The Sun circulation dropped from an estimated 55,000 a day on Merseyside to 12,000, although The Sun has never confirmed any figures.

It is likely that most of those readers who wanted a popular tabloid with lots of football coverage moved to the Daily Mirror.

“The case of The Sun boycott in Merseyside is a rare opportunity to study the effects of a sustained long-term campaign by an important medium on an issue of great policy importance,” the researchers say.

In 1989, 34 percent of Merseysiders wanted to leave the EU, compared with 25 percent in comparable regions of England.

In 2004, when the Social Attitudes stopped recording where people lived, the numbers were 14 and 18 percent respectively.

In the Referendum Liverpool voted 58 percent Remain and Merseyside 51- 49 percent Remain.

When all the material is put together and tested against a number of models the researchers believe there was an 11 percentage point drop in Eurosceptism on Merseyside.

Other factors could have been involved so we will never know. But the chance boycott of The Sun on Merseyside does at least suggest that Florian Foos of the London School of Economics and Daniel Bischof of the University of Zurich have found some statistically significant evidence that sustained anti-EU bias over time – and the lack of it - can have an effect on attitudes.

Bravo, Byrne

The MacTaggart lecture by Channel 4’s Dorothy Byrne was feisty, funny and intelligent, though inevitably she has been accused of revealing the channel’s bias by calling Donald Trump and Boris Johnston “known liars”.

If by “liar” we mean saying something that is wholly or partially untrue then Trump and Johnson are indeed guilty as charged many times over.

However there is a problem. Lying about affairs you have clearly had is indeed simply lying. But making misleading or wildly optimistic political statements about the future is more rank stupidity and wishful thinking than outright lying about an established fact in the past.

Byrne also called Johnson and Jeremy Corbyn “cowards” for refusing to make themselves available for long set-piece interviews.

They may indeed be cowards but also following their self-interest as they see it.

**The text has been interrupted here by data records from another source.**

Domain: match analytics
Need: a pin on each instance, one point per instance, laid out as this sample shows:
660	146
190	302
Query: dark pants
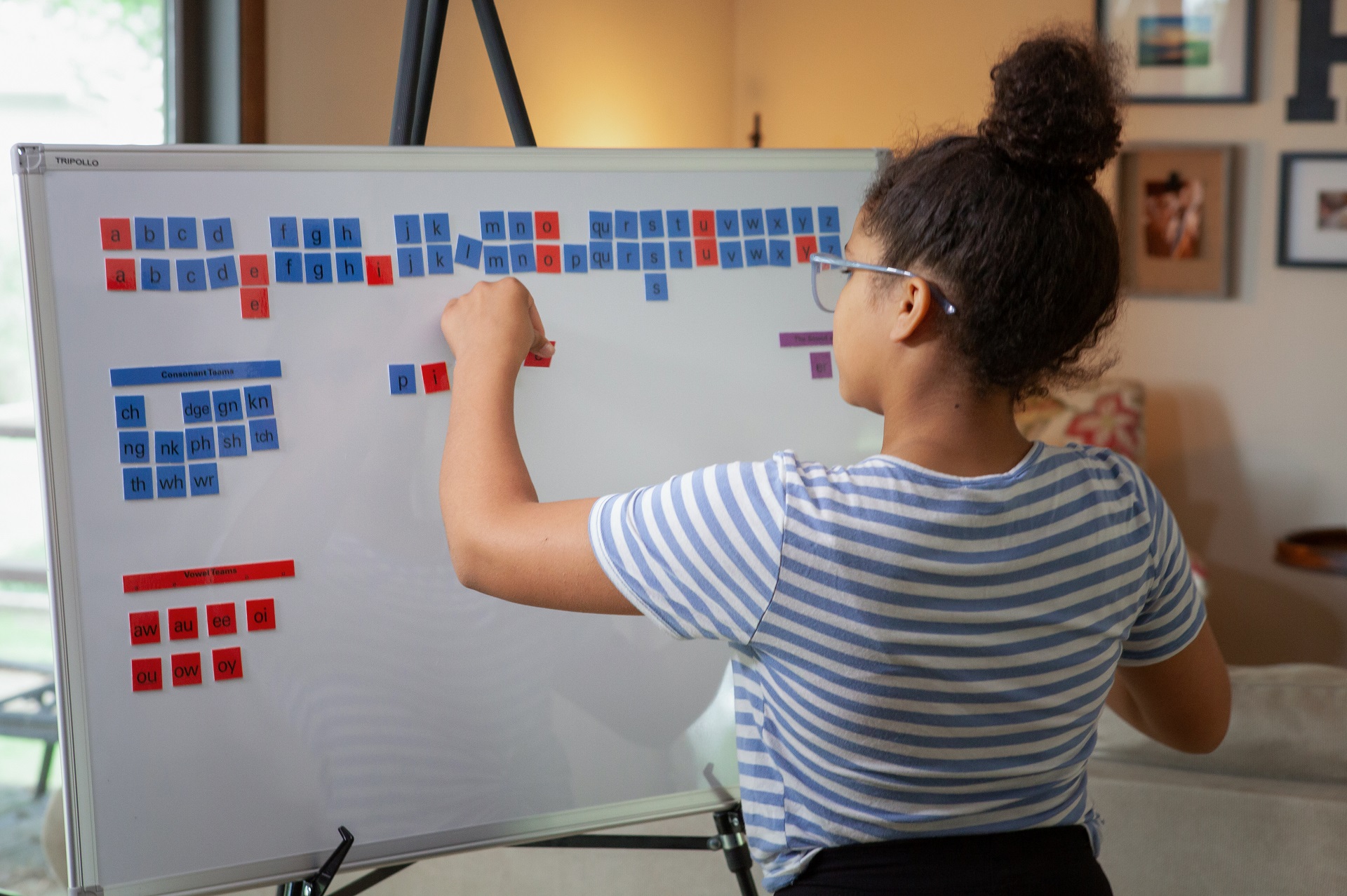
1042	862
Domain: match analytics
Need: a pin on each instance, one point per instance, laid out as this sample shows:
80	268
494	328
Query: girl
926	639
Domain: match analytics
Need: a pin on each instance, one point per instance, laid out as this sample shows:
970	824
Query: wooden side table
1318	550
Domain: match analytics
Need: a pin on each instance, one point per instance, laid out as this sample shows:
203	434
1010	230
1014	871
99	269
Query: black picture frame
1246	95
1284	184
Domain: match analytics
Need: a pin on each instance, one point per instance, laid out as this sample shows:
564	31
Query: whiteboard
376	692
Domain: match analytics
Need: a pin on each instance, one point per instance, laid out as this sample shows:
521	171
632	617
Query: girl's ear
909	306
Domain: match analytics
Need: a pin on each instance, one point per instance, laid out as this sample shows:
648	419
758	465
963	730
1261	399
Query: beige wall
1246	395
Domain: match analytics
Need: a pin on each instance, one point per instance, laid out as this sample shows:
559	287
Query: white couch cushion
1287	723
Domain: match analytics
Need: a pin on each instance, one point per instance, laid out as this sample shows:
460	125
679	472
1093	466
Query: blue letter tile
168	448
755	253
290	267
201	442
220	234
150	234
439	259
407	228
257	401
411	262
652	256
319	234
601	225
232	439
222	271
469	251
493	225
652	225
802	219
285	234
522	256
228	403
319	266
347	234
681	253
182	234
626	225
575	259
522	227
203	477
192	275
138	484
657	287
678	224
131	411
402	379
155	274
628	256
135	446
351	267
437	227
173	480
196	407
263	434
601	255
496	259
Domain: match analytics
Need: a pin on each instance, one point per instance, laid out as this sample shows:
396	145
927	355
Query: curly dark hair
1008	221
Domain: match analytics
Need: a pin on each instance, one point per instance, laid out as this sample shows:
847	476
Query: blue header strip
196	372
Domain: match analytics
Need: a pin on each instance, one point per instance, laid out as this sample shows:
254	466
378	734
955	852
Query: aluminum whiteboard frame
29	163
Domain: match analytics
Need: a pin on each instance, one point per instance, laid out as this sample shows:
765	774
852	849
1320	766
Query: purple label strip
792	340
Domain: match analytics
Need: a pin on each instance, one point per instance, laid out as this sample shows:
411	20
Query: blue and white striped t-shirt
916	654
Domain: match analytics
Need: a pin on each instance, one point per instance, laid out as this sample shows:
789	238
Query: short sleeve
1172	613
701	553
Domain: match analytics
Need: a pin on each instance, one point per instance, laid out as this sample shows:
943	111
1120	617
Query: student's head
1005	224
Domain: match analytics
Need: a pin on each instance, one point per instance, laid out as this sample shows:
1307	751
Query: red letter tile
546	225
805	247
436	376
253	271
220	619
379	270
116	234
262	613
186	669
549	259
182	623
146	674
145	627
706	253
121	274
253	300
228	663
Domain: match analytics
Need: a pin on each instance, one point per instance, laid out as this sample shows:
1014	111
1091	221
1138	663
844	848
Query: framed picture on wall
1183	51
1175	219
1313	219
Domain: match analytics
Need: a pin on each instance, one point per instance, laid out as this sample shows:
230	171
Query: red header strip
206	575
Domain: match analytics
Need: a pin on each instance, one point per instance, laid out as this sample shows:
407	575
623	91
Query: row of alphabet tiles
147	671
194	275
221	619
152	234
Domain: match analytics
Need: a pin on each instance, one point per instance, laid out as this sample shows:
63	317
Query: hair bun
1055	107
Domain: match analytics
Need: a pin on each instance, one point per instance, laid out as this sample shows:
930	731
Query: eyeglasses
830	274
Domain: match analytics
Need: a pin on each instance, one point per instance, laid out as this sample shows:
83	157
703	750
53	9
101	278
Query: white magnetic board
338	674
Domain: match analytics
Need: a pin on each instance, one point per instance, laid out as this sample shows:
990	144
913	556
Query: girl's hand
495	322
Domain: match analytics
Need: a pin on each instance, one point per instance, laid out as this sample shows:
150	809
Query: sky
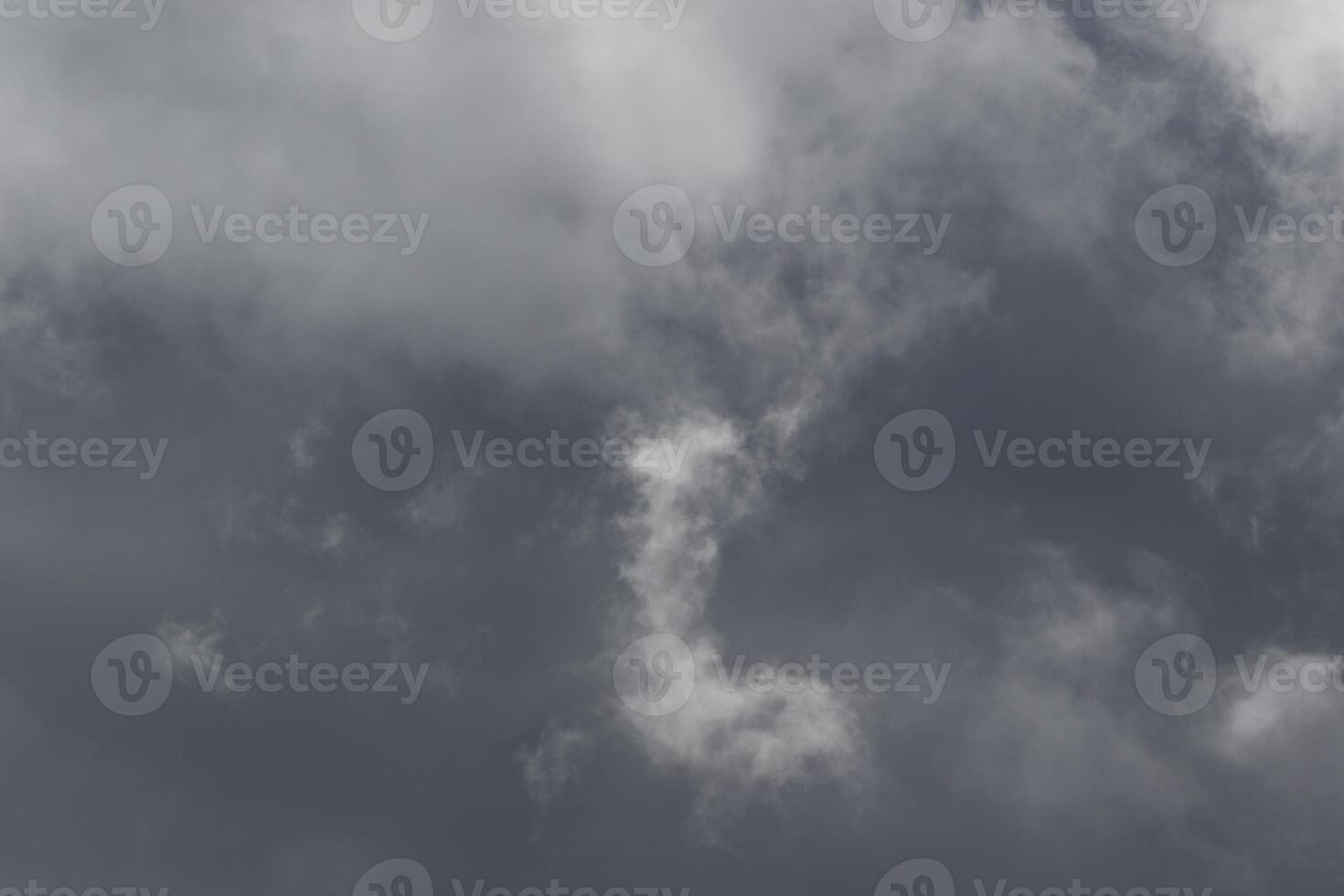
683	446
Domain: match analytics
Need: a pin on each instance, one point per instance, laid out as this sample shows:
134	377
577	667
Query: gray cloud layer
777	540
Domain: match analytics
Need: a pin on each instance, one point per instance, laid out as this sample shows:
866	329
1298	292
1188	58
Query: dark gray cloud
775	364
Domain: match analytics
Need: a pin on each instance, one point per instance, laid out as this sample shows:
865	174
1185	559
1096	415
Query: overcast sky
852	217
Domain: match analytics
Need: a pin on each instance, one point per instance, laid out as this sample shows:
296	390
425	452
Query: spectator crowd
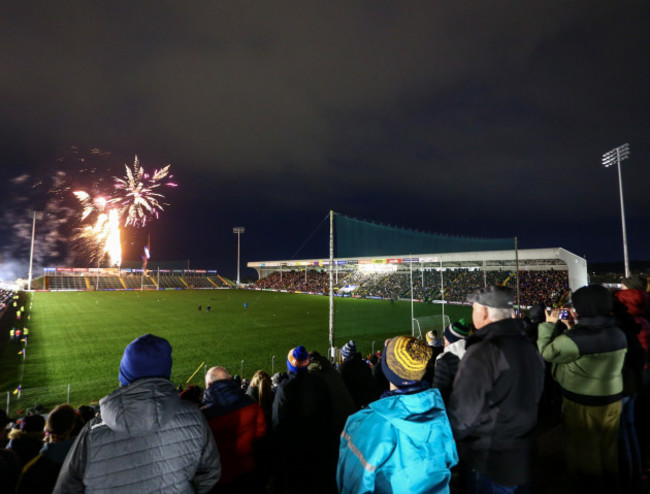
461	411
549	286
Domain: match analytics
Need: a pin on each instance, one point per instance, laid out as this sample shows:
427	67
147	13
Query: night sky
478	119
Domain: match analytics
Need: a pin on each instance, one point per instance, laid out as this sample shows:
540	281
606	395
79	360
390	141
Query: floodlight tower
615	156
31	252
238	230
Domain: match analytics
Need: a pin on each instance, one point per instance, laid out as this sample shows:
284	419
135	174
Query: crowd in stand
458	411
534	286
6	296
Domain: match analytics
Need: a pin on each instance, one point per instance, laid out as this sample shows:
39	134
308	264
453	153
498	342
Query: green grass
77	338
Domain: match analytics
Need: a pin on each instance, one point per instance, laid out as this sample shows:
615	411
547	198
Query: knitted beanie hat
146	356
298	359
349	349
405	360
458	330
593	300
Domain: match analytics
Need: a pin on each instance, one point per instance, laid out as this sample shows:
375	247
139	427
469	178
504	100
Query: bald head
216	374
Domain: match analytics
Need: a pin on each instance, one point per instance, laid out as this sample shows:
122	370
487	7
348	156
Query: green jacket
587	359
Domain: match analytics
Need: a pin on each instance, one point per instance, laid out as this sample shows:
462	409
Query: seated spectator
144	434
403	441
447	362
239	427
40	474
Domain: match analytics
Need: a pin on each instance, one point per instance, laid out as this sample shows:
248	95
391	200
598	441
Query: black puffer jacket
493	405
145	440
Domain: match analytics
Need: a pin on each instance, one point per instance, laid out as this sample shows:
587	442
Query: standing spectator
588	362
239	428
144	436
493	405
26	438
357	376
403	441
261	390
434	342
635	299
633	364
446	364
40	474
302	413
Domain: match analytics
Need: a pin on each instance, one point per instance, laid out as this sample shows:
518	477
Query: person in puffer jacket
402	442
145	438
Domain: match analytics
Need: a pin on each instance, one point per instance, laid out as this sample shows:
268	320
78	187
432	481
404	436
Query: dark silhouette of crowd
464	410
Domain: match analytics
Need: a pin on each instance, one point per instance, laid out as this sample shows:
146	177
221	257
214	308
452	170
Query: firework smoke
65	234
132	202
137	197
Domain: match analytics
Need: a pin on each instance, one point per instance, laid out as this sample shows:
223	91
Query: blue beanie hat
348	350
146	356
298	359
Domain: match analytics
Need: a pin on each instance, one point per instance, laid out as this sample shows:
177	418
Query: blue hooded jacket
400	443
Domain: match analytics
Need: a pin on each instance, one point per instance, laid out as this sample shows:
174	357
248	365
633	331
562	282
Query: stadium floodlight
238	230
35	215
615	156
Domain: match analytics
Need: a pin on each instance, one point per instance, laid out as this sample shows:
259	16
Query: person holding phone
587	362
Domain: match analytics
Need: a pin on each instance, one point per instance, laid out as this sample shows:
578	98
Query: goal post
422	325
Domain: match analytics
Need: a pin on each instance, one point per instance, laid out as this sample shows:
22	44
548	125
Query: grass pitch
77	339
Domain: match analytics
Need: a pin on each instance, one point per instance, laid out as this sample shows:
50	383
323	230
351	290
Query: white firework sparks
137	197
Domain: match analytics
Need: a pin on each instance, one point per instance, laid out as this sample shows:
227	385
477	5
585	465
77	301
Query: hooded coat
399	443
636	303
238	425
145	439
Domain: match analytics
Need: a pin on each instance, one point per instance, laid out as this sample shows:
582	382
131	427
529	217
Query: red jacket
636	301
238	433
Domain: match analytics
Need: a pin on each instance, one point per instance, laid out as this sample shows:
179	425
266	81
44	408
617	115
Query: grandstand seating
132	281
535	286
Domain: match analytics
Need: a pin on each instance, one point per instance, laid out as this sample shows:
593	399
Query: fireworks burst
133	201
139	200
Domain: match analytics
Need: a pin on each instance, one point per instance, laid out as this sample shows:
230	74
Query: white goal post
422	325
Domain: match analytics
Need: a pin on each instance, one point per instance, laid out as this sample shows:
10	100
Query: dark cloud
466	118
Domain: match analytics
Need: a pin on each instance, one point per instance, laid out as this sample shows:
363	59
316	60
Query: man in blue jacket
403	441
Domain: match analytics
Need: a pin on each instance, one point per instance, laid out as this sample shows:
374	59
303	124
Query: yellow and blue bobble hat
298	359
405	360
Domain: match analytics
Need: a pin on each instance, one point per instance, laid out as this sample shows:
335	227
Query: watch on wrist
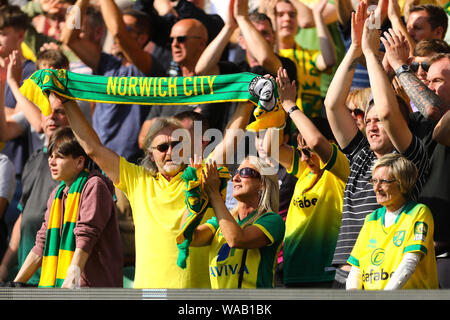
292	109
403	68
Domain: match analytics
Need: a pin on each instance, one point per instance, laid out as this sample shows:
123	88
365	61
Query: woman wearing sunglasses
244	242
395	248
314	215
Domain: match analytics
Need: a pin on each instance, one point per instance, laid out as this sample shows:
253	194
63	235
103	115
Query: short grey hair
158	125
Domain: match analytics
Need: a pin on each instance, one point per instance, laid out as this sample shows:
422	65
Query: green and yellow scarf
168	91
197	202
60	241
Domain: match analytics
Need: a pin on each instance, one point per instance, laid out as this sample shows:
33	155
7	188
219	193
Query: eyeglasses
163	147
383	182
132	29
415	66
357	112
305	151
182	39
247	173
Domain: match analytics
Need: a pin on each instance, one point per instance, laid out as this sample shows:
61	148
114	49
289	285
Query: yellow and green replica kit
379	250
313	219
158	206
225	263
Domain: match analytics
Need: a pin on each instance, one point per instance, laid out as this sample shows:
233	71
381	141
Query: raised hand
371	36
286	89
358	19
397	48
196	162
319	7
14	70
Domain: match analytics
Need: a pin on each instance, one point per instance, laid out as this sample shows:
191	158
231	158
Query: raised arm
9	129
305	17
327	58
441	132
384	97
394	15
208	62
105	158
424	99
13	78
256	44
233	133
341	121
314	139
131	48
344	9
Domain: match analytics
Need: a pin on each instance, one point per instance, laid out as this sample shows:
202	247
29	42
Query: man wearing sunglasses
156	192
117	125
435	192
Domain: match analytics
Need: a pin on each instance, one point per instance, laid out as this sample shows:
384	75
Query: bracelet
292	109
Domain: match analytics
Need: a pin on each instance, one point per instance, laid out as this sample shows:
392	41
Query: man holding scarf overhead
156	189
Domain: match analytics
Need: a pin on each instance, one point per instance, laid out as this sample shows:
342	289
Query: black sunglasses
357	112
415	66
163	147
247	173
305	151
182	39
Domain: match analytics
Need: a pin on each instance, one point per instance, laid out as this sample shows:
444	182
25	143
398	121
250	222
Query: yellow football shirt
313	220
309	98
379	250
259	266
158	206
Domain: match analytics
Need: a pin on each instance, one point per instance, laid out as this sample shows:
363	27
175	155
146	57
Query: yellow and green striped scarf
60	241
237	87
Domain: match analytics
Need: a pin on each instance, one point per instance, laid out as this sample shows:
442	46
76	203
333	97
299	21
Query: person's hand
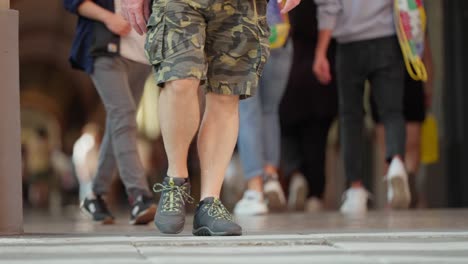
321	69
136	12
289	5
117	25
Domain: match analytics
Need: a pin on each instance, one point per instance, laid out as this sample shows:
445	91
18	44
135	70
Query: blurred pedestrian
307	111
259	130
368	49
112	54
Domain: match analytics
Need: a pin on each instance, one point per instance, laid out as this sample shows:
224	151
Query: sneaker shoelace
218	211
174	196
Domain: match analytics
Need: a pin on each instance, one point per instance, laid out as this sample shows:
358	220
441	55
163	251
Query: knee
220	101
186	88
122	120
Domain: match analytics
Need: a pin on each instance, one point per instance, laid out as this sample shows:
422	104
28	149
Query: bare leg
216	141
179	117
256	184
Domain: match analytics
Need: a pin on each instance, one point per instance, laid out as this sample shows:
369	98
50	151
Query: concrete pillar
11	204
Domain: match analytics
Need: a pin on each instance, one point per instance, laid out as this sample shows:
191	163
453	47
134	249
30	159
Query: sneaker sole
106	221
400	200
205	231
298	202
145	217
162	229
274	202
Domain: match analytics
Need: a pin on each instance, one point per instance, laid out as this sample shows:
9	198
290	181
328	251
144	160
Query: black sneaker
143	211
97	209
213	219
170	217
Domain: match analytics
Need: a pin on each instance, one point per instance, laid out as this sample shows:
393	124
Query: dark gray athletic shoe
143	210
175	192
213	219
96	209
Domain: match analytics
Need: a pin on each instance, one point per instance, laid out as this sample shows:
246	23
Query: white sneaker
274	194
297	192
252	203
398	193
355	201
313	205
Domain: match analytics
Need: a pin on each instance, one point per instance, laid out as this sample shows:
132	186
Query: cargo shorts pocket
264	44
154	44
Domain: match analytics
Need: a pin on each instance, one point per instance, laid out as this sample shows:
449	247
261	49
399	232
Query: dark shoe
213	219
143	211
97	210
170	217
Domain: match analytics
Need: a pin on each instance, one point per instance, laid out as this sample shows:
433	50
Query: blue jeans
259	130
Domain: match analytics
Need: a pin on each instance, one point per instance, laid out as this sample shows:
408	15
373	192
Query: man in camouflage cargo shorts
221	45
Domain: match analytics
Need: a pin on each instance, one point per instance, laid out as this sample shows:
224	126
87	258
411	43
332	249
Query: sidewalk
380	237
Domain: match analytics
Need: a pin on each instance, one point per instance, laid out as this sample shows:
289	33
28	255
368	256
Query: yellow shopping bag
410	22
429	141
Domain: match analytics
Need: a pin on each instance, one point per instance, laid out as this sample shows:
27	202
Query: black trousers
303	149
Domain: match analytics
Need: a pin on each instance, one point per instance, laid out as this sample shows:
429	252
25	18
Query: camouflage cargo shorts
223	43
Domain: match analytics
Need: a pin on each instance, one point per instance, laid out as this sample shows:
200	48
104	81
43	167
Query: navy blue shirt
85	41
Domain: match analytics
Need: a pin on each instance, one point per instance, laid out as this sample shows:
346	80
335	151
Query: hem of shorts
252	174
241	87
178	77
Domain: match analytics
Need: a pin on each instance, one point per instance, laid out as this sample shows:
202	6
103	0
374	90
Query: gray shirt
355	20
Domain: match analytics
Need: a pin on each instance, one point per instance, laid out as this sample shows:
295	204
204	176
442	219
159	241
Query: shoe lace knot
174	196
218	211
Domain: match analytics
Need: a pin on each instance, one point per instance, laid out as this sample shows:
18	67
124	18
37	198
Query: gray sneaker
213	219
170	217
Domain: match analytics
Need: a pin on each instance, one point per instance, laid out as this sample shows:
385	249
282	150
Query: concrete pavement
379	237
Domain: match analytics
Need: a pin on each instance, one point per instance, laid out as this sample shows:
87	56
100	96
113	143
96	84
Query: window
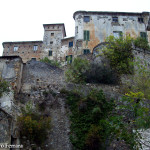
69	59
114	19
35	47
86	35
86	51
34	59
143	35
50	53
117	34
15	48
86	18
71	44
140	20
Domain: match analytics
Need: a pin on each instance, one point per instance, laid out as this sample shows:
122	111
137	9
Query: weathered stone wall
41	84
25	50
5	127
53	34
11	70
67	50
101	25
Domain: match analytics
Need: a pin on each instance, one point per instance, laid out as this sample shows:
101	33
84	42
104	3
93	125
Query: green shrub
96	122
33	125
77	70
101	73
119	53
141	43
51	62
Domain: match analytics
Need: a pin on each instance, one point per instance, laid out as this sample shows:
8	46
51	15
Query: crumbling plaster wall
25	50
101	26
53	34
66	50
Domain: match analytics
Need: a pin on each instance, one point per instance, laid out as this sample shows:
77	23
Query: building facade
91	29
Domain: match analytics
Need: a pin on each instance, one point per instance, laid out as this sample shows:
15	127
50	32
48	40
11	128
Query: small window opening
86	51
71	44
50	53
69	59
35	47
140	20
86	18
15	48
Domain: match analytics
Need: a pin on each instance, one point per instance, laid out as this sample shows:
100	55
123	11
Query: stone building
91	29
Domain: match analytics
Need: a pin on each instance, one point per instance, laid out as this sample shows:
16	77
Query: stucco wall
25	50
101	26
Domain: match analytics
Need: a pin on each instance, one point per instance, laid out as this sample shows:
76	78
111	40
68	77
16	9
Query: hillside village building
91	29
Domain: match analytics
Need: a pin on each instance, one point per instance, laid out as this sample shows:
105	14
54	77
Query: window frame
140	20
35	47
86	18
71	44
50	53
115	19
86	51
86	35
143	33
52	34
67	57
119	33
16	48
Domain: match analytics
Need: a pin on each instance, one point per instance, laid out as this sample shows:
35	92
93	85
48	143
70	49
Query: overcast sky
22	20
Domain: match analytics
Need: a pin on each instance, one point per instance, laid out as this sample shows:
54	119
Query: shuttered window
69	59
143	35
50	53
86	51
86	35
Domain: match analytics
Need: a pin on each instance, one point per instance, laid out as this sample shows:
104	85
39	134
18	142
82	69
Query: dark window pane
86	18
114	19
50	53
70	44
86	51
143	35
141	20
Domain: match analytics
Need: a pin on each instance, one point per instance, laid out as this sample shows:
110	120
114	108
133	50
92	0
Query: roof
68	38
53	24
109	13
19	42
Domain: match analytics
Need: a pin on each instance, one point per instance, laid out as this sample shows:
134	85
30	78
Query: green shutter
88	35
143	35
120	34
84	35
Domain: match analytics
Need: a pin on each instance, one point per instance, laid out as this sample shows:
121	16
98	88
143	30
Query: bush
99	73
119	53
4	87
141	43
77	70
33	125
51	62
97	122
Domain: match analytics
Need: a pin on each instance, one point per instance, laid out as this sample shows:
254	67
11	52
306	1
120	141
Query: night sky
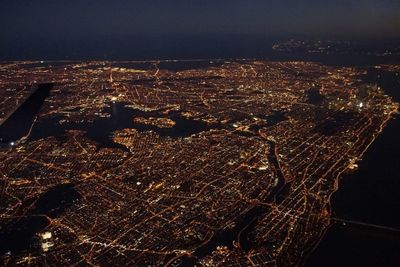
98	28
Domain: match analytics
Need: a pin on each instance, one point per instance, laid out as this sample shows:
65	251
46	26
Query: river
370	195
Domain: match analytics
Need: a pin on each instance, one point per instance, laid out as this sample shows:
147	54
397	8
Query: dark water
19	234
19	123
371	195
121	117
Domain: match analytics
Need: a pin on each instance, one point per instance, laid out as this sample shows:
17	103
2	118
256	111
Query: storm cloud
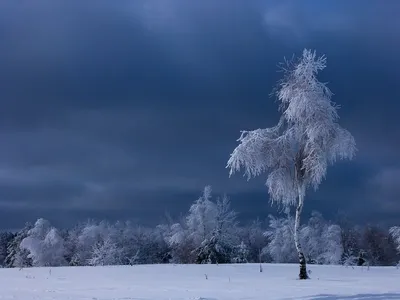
127	109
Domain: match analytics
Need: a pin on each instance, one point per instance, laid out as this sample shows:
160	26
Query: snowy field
224	282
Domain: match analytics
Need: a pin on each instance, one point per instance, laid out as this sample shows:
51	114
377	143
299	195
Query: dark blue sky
127	109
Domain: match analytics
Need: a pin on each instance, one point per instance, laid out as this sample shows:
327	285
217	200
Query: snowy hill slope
223	282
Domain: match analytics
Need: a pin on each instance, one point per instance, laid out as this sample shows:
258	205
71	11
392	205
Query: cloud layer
126	110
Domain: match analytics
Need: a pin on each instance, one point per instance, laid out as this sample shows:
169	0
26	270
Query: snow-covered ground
211	282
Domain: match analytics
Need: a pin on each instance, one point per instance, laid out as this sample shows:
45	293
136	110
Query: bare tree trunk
302	260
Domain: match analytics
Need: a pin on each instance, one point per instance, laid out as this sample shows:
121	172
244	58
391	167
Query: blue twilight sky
127	109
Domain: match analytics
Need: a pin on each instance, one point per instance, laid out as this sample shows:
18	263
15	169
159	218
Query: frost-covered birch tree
297	151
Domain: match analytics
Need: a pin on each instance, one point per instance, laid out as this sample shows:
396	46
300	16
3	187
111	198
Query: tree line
208	233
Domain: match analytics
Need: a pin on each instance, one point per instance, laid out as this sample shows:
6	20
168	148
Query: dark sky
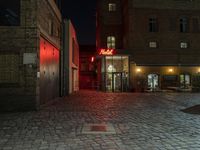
82	14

Corbyn is not very good at interviews and gets petulant when challenged, while Johnson has much to hide and is likely to dig huge holes for himself by saying the first thing that comes into his head.

Bryne is right that the current breed of politicians should be called out on their lies, misleading statements and inaccurate facts and put under increasing pressure over their unwillingness to be accountable.

The Channel 4 current affairs executive suggests more instant fact checking at the time in the programme in question.

That’s a start but broadcasters should consider dropping the euphemism “no-one from the Treasury was available” and frequently remind viewers how long it is since the Prime Minister, the leader of the opposition or the Chancellor appeared in a significant interview.

Indeed, as Boris Johnson plans to prorogue Parliament, he even does so with a three minute pool report taking just three questions.

While she called Trump and Johnson “known liars” there was one name missing from Byrne’s MacTaggart – the name of the television executive who sexually assaulted her and any other young women broadcaster he could get his hands on.

As “just about the oldest female TV executive working for a broadcaster”, wasn’t it time to join the MeToo movement and name names?

Byrne admirably appealed to broadcasters to concentrate on making the difficult programmes about the big issues facing society. And then she didn’t have a lot to say about Brexit, the biggest UK issue of the moment, or consider whether broadcasters in general, and the BBC in particular, have done enough to inform their viewers and listeners of what it will all mean leaning back instead on “balance”

Maybe “lying” and inaccurate Prime Ministers and the role of the tabloid press in bring the UK to this Brexit impasse might be worth another look on Channel 4.